Absolument. Il faut fédérer les efforts en matière d’identification des traitements, sur les diagnostics. Il est nécessaire que les grands donateurs se mettent d’accord sur des priorités, c’est absolument essentiel dans la riposte. Nous vivons un moment de l’histoire où nous nous trouvons tous concernés par un problème de santé globale. Il s’agit d’une situation totalement inédite. Même la crise liée au virus Ebola a finalement été considérée comme un problème de l’Afrique. Ce nouveau virus ne laisse pas d’autre choix que de travailler ensemble. Le fait que l’Organisation mondiale de la santé ait nommé son premier essai clinique Solidarity n’est pas anodin.

Assiste-t-on aux prémisses d’une meilleure gouvernance des efforts de recherche ?

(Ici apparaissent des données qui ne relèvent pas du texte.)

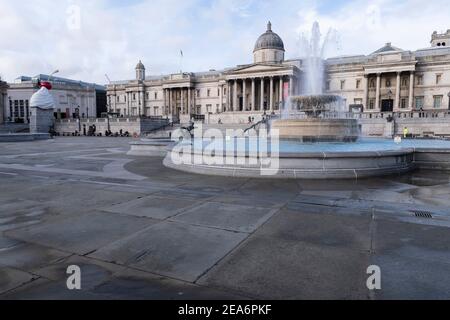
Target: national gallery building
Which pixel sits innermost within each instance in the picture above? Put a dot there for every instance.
(388, 80)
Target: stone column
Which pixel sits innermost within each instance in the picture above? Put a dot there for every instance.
(142, 102)
(253, 95)
(129, 95)
(228, 96)
(163, 111)
(397, 92)
(262, 95)
(221, 98)
(189, 107)
(280, 105)
(169, 94)
(182, 102)
(271, 94)
(291, 86)
(235, 101)
(378, 91)
(366, 92)
(244, 95)
(411, 90)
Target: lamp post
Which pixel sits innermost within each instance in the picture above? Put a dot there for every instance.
(52, 74)
(448, 95)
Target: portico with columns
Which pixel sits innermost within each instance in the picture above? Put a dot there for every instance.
(393, 84)
(259, 88)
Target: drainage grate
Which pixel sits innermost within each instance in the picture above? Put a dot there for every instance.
(423, 214)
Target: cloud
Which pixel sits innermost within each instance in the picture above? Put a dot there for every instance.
(110, 36)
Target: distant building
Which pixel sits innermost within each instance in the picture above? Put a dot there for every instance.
(247, 89)
(388, 80)
(3, 95)
(72, 98)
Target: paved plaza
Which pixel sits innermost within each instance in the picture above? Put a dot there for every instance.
(139, 230)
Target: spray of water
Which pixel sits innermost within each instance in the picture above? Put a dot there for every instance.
(313, 51)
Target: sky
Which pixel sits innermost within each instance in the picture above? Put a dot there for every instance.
(86, 39)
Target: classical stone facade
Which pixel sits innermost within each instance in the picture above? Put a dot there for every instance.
(247, 89)
(393, 80)
(3, 95)
(388, 80)
(71, 98)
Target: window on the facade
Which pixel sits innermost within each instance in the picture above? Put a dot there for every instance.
(404, 82)
(419, 80)
(403, 104)
(437, 102)
(419, 103)
(388, 83)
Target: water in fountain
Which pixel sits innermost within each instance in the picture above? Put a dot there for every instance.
(314, 116)
(313, 52)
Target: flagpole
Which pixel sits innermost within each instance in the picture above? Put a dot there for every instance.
(181, 61)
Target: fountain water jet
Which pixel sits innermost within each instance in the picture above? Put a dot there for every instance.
(306, 121)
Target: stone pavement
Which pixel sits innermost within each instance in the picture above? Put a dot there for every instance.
(141, 231)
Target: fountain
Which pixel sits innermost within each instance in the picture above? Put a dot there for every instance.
(311, 140)
(313, 127)
(307, 123)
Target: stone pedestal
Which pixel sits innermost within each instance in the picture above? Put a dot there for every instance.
(389, 129)
(41, 121)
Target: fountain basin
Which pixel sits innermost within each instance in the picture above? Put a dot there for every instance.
(151, 147)
(318, 130)
(295, 161)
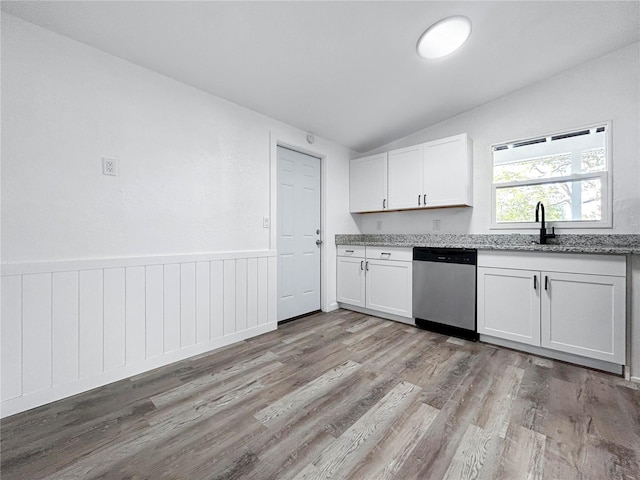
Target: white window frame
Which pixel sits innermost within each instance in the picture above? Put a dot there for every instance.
(606, 180)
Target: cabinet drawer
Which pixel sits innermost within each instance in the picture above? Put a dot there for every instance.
(351, 251)
(402, 254)
(613, 265)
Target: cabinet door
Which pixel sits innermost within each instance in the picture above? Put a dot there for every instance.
(405, 178)
(585, 315)
(389, 287)
(368, 184)
(351, 281)
(509, 304)
(446, 173)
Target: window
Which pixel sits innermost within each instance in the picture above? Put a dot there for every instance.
(568, 172)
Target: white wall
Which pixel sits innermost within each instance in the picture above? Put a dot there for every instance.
(194, 169)
(195, 182)
(607, 88)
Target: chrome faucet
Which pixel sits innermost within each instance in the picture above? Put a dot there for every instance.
(543, 230)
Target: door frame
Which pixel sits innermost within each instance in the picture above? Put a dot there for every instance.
(296, 141)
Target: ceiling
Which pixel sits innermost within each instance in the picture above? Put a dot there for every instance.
(346, 71)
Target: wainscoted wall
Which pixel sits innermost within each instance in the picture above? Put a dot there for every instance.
(71, 326)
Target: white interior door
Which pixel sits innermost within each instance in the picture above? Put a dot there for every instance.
(298, 233)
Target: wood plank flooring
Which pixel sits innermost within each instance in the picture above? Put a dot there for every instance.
(339, 395)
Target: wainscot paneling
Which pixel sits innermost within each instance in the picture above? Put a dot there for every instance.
(71, 326)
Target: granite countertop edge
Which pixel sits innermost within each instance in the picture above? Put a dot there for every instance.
(525, 248)
(514, 243)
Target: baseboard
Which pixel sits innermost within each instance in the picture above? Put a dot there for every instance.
(375, 313)
(565, 357)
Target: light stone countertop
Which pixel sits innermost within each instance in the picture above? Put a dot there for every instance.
(618, 244)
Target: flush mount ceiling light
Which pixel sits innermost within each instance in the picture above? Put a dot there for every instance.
(444, 37)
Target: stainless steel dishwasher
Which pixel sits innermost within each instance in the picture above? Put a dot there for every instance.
(444, 290)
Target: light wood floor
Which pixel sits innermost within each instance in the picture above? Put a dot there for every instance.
(339, 395)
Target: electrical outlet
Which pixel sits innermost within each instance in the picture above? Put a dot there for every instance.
(109, 166)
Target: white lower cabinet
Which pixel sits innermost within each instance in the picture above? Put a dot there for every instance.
(351, 281)
(584, 315)
(377, 278)
(508, 304)
(572, 303)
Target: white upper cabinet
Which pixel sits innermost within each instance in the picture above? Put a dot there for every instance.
(447, 172)
(405, 178)
(368, 184)
(429, 175)
(432, 174)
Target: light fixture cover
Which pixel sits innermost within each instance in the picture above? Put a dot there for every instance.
(444, 37)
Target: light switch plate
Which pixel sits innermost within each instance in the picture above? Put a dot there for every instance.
(110, 166)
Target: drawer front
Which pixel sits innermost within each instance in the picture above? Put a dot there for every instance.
(351, 251)
(402, 254)
(613, 265)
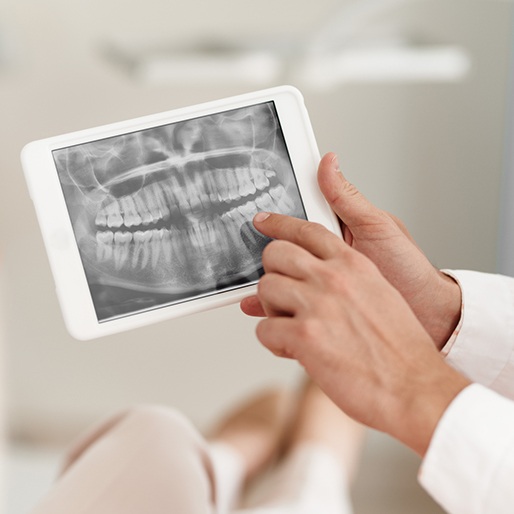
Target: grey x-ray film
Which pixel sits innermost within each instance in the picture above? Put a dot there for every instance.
(164, 215)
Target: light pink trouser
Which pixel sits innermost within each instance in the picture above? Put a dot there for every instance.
(151, 460)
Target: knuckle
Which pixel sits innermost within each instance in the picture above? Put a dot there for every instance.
(308, 330)
(308, 229)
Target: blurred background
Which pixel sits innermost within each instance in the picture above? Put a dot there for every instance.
(412, 95)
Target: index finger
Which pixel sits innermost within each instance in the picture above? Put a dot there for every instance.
(313, 237)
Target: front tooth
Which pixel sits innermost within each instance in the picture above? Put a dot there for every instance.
(130, 215)
(113, 213)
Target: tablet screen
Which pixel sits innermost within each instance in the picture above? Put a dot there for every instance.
(164, 215)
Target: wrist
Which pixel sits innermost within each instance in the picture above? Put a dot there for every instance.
(442, 318)
(423, 403)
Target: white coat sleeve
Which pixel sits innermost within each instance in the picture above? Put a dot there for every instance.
(469, 466)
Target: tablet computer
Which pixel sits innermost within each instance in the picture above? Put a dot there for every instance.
(151, 218)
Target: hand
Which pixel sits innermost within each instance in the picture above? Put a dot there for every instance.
(329, 307)
(434, 297)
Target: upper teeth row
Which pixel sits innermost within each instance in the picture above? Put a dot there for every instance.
(158, 200)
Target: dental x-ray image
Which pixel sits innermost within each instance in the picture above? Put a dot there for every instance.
(164, 215)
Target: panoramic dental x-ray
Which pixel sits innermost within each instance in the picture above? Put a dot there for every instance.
(164, 215)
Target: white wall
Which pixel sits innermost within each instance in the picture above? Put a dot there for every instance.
(431, 153)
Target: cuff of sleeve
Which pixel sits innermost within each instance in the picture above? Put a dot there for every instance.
(483, 343)
(469, 465)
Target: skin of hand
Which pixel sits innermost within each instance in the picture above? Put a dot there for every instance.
(328, 306)
(434, 297)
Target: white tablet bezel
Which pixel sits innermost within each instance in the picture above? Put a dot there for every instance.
(63, 253)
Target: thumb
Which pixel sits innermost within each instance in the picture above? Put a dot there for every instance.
(345, 199)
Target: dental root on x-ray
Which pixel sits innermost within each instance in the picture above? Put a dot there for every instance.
(164, 215)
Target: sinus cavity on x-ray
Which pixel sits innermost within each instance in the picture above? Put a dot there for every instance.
(164, 215)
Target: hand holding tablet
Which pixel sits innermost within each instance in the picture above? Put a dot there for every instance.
(151, 218)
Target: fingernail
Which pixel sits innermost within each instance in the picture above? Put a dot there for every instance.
(261, 216)
(335, 163)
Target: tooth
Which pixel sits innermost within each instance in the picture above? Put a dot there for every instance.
(130, 215)
(156, 246)
(233, 186)
(284, 203)
(192, 192)
(101, 218)
(246, 186)
(265, 202)
(201, 190)
(141, 240)
(151, 203)
(121, 248)
(142, 209)
(106, 237)
(178, 247)
(114, 218)
(104, 245)
(259, 178)
(222, 185)
(180, 195)
(166, 246)
(211, 186)
(161, 199)
(234, 216)
(248, 210)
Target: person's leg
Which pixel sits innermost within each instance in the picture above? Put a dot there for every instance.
(245, 443)
(319, 464)
(148, 460)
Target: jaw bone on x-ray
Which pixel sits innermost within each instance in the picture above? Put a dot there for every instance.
(165, 214)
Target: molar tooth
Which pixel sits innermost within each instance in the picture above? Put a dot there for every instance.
(211, 186)
(259, 178)
(222, 185)
(265, 203)
(156, 246)
(180, 195)
(151, 203)
(282, 200)
(121, 248)
(113, 213)
(192, 192)
(233, 185)
(248, 210)
(161, 199)
(166, 246)
(142, 209)
(201, 189)
(101, 218)
(246, 186)
(104, 242)
(130, 216)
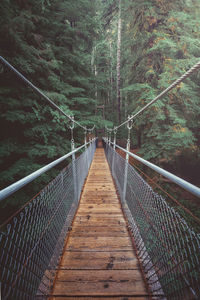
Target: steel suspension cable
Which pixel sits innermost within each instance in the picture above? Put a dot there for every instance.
(174, 84)
(38, 91)
(166, 193)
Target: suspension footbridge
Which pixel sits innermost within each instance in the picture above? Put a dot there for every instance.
(98, 230)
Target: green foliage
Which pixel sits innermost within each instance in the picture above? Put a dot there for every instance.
(51, 43)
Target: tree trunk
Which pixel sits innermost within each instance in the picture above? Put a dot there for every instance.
(119, 63)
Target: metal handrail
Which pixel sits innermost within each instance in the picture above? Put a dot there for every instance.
(4, 193)
(179, 181)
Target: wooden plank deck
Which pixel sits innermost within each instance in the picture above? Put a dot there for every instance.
(98, 260)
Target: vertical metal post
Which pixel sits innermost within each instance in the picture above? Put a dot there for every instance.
(73, 161)
(86, 153)
(129, 126)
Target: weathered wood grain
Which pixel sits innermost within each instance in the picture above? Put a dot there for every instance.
(98, 261)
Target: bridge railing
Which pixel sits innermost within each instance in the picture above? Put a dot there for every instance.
(167, 247)
(32, 242)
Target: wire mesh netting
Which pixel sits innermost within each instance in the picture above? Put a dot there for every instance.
(32, 242)
(168, 248)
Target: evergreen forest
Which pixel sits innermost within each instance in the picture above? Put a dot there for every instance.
(116, 55)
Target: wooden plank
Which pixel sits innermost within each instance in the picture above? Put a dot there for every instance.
(99, 260)
(114, 231)
(99, 243)
(100, 282)
(100, 298)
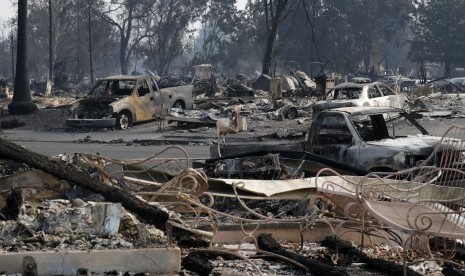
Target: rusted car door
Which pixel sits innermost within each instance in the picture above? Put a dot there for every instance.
(143, 101)
(333, 139)
(376, 98)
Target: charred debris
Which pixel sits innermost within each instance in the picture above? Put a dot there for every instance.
(253, 210)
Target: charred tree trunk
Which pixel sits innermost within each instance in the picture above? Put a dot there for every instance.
(22, 99)
(269, 49)
(275, 12)
(147, 212)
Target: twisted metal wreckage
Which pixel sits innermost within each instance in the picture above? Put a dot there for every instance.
(151, 207)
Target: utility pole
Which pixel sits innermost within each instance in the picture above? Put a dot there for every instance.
(90, 44)
(22, 98)
(12, 53)
(50, 42)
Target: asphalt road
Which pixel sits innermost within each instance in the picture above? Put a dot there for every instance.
(114, 144)
(50, 143)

Il est encore un peu tôt pour le dire. La volonté existe et on constate une meilleure collaboration des milieux de la recherche que par le passé. On ne peut pas encore parler de meilleure gouvernance mais on s’en rapproche. Dans le même temps, près d’un millier d’essais cliniques ont été lancés sur le Covid, ce qui signifie qu’à l’échelle internationale il n’existe pas de réelle concertation. Cette crise sanitaire constituera un point de bascule bien qu’il soit difficile encore d’en mesurer l’impact. Nous sommes en train de construire une nouvelle façon de travailler mais il reste beaucoup à faire. L’un des acquis, c’est qu’aujourd’hui on s’efforce d’intégrer la problématique de l’accès aux projets de recherche. Au DNDi par exemple, nous travaillons actuellement à un essai clinique. On regarde les molécules qui vont pouvoir être mises à disposition des populations et être accessibles à une large échelle. Cela semble évident mais ça n’a pas toujours été le cas.

Peut-on parler de rupture à propos de cette crise sanitaire ?

Il y aura un avant et un après. Comment en serait-il autrement alors que les contaminations se comptent en millions, les morts en centaines de milliers ? Si ce n’est pas le cas, c’est que nous sommes dans le déni de ce que nous venons de vivre. On a perdu du temps dans la recherche sur cette maladie mais moins que par le passé. Ebola a été un tournant. Le Covid sera un détonateur. Cette crise est indéniablement une leçon. Depuis plusieurs années, certains essayaient de tirer la sonnette d’alarme, à l’image de Bill Gates qui, il y a plusieurs années déjà, avait mis en garde contre la survenue d'une pandémie. Certains avaient proposé que les pays membres de l’OMS consacrent 0,1 % de leur budget à la recherche, selon des priorités définies par les impératifs de recherche du moment. Ces voix-là doivent maintenant être entendues.

Nathalie Strub-Wourgaft

Directrice de l’unité des maladies tropicales négligées du Drugs for Neglected Diseases Initiative (DNDi), une organisation de recherche indépendante basée à Genève (Suisse).